Anemia was the commonest hematologic finding. Half of the patients had documented coinfection and neutropenic sepsis was the commonest coinfection. The parasitological diagnosis was made in 65% of tissue-aspirated patients and the remaining patients were diagnosed by serology.
The inclusion of almost all of the symptoms, signs, and laboratory findings of patients with VL is the strength of this study. The limitation of this study is that the sample sizes were small and a retrospective study. The sample size was not calculated and justified as the total number of patients was small in number. HIV test which is a mandatory test according to the national guideline in patients with VL was done only for 77.3% of patients.
Recommendation
This study shows that young adults who traveled to endemic areas were affected most. It is better to work on them either in creating an alternative job in their native place or to have public awareness of the disease and to implement protective measures for migrants. Knowing the typical clinical and laboratory manifestation of VL in the presence of travel history to endemic areas is vital to diagnose VL early and timely institution of appropriate management. Lymph adenopathy occurred in higher frequency in HIV co-infected patients in this study and needs further future study.
Supplemental Material
sj-docx-1-smo-10.1177_20503121211036787 – Supplemental material for Clinical and laboratory profiles of visceral leishmaniasis among adult patients admitted to Felege Hiwot Hospital, Bahir Dar, Ethiopia
Supplemental material, sj-docx-1-smo-10.1177_20503121211036787 for Clinical and laboratory profiles of visceral leishmaniasis among adult patients admitted to Felege Hiwot Hospital, Bahir Dar, Ethiopia by Berhanu Tarekegn and Ayanaw Tamene in SAGE Open Medicine
Footnotes
Acknowledgements
The authors thank all participants of this research.
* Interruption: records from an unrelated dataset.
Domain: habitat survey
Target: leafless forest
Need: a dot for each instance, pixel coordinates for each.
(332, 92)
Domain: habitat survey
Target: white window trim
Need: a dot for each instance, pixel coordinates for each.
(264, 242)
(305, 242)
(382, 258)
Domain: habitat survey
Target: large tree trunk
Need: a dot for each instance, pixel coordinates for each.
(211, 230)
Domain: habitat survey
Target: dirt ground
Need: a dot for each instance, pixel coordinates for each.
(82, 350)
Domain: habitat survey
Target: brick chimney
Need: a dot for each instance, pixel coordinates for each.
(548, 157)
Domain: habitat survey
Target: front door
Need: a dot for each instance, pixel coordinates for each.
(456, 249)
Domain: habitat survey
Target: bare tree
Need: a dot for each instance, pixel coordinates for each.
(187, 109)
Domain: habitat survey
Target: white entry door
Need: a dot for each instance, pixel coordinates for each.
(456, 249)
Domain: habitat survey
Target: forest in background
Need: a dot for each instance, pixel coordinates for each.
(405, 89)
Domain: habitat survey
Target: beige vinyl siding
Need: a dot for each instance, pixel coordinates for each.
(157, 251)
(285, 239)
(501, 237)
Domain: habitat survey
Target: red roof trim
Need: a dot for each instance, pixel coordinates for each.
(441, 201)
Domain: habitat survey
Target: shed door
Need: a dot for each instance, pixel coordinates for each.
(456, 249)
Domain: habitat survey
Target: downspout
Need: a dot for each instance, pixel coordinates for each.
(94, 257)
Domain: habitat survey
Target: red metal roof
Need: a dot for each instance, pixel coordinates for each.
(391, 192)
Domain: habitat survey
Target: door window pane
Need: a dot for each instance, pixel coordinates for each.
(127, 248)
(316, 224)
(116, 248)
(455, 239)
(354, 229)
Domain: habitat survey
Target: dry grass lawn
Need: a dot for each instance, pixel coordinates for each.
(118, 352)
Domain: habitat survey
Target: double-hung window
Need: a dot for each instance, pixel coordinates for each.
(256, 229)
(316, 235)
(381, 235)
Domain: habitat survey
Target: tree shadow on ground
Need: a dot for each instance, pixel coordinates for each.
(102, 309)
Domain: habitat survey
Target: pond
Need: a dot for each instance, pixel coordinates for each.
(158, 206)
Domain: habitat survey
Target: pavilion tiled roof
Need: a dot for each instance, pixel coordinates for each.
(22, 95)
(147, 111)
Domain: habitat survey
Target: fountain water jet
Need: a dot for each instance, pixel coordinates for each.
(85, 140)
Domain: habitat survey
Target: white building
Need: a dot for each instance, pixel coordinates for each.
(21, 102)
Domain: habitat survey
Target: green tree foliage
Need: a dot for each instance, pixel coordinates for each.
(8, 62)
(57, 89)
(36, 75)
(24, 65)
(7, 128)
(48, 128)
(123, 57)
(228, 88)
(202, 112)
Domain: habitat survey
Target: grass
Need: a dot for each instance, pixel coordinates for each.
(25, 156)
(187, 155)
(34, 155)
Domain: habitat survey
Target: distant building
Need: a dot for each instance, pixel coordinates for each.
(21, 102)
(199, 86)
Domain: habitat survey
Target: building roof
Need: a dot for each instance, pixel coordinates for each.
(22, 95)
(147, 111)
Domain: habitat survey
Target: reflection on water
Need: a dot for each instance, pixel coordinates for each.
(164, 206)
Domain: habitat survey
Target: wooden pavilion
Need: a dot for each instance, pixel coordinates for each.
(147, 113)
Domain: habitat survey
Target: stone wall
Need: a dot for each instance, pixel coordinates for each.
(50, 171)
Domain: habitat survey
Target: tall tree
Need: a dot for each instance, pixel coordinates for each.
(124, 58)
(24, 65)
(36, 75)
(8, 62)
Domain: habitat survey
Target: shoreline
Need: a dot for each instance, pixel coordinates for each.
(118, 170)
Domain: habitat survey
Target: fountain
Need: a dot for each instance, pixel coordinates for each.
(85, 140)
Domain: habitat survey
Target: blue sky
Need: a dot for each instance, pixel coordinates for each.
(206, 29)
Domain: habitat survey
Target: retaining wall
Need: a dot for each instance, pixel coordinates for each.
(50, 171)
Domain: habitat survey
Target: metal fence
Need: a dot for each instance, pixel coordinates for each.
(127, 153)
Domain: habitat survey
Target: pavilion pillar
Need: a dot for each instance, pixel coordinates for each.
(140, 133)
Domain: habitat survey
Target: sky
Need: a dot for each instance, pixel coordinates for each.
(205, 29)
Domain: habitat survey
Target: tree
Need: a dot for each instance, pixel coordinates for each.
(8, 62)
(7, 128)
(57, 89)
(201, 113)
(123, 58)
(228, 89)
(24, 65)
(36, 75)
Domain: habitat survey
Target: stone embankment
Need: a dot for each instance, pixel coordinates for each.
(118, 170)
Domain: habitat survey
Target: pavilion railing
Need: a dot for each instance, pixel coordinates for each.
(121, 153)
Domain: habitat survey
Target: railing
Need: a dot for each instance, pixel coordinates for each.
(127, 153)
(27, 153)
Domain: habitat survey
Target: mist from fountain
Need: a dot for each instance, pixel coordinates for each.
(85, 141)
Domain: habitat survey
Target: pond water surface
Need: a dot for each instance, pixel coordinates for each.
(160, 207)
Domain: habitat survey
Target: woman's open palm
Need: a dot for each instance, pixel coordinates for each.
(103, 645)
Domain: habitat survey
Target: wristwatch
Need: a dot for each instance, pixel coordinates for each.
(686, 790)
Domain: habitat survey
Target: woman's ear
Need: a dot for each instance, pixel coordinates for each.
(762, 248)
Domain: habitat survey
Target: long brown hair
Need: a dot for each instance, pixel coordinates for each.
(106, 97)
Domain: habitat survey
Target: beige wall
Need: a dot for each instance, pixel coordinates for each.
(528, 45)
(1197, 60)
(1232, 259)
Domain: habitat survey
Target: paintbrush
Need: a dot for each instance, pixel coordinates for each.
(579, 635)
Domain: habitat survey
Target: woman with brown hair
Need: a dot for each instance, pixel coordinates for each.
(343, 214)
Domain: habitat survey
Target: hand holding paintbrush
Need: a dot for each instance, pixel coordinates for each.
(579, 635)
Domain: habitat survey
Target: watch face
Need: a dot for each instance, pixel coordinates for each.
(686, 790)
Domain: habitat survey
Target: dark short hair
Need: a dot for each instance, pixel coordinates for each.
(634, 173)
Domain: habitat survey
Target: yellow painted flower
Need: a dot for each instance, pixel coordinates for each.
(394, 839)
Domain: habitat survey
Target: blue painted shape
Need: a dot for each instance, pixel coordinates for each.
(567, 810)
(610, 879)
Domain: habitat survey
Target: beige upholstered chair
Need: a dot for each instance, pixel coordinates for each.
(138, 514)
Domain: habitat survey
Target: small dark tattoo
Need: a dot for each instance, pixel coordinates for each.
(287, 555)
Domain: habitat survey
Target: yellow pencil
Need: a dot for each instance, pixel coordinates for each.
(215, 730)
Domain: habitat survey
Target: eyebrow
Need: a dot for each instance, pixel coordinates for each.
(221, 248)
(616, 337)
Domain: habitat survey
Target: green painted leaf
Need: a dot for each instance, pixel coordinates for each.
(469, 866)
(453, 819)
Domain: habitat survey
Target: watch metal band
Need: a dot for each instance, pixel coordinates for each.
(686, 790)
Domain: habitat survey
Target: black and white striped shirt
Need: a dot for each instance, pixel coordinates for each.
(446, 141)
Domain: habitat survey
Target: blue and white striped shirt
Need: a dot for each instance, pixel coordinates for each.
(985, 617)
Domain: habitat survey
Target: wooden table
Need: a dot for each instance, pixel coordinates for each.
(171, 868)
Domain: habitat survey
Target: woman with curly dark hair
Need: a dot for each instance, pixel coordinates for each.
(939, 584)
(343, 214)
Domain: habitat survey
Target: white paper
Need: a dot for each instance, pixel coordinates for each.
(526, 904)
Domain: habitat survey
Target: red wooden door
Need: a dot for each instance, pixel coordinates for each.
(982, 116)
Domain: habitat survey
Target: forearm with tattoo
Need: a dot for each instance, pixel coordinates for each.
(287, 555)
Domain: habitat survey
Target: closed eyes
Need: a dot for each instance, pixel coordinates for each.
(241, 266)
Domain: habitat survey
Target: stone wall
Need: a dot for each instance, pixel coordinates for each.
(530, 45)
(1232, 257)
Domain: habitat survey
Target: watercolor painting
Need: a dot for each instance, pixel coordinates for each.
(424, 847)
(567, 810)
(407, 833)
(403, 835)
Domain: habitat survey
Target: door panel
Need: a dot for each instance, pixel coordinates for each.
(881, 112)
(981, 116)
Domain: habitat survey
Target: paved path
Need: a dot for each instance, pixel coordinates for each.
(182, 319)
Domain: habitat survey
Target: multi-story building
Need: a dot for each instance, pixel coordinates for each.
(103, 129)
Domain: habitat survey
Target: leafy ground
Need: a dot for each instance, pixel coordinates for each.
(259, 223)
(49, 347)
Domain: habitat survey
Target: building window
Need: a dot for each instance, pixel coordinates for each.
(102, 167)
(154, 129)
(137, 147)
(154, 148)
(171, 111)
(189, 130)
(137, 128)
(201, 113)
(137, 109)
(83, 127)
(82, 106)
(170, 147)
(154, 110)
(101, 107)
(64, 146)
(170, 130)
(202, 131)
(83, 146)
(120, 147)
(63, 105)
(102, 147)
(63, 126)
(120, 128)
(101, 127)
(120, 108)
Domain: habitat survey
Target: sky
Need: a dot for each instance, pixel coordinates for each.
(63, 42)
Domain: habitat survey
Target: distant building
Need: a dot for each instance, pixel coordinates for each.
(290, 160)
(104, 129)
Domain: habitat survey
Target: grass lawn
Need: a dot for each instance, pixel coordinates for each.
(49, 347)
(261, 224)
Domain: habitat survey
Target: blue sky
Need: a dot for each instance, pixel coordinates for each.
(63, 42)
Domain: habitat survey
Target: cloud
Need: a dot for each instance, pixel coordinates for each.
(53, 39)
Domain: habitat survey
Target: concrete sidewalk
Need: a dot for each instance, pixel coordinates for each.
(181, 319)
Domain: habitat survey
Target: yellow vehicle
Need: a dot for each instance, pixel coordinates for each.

Declaration of conflicting interests
The author(s) declared no potential conflicts of interest with respect to the research, authorship, and/or publication of this article.
Ethical approval
Ethical approval was obtained from the Bahir Dar University, College of Medicine and Health Science Ethics Review Committee, but a specific ethical approval number was not given during that time.
Funding
The author(s) received no financial support for the research, authorship, and/or publication of this article.
Informed consent
Informed consent was not taken from study subjects and it was waived by the Bahir Dar University, College of Medicine and Health Science Ethics Review Committee.
Supplemental material
Data extraction format for this article is available online.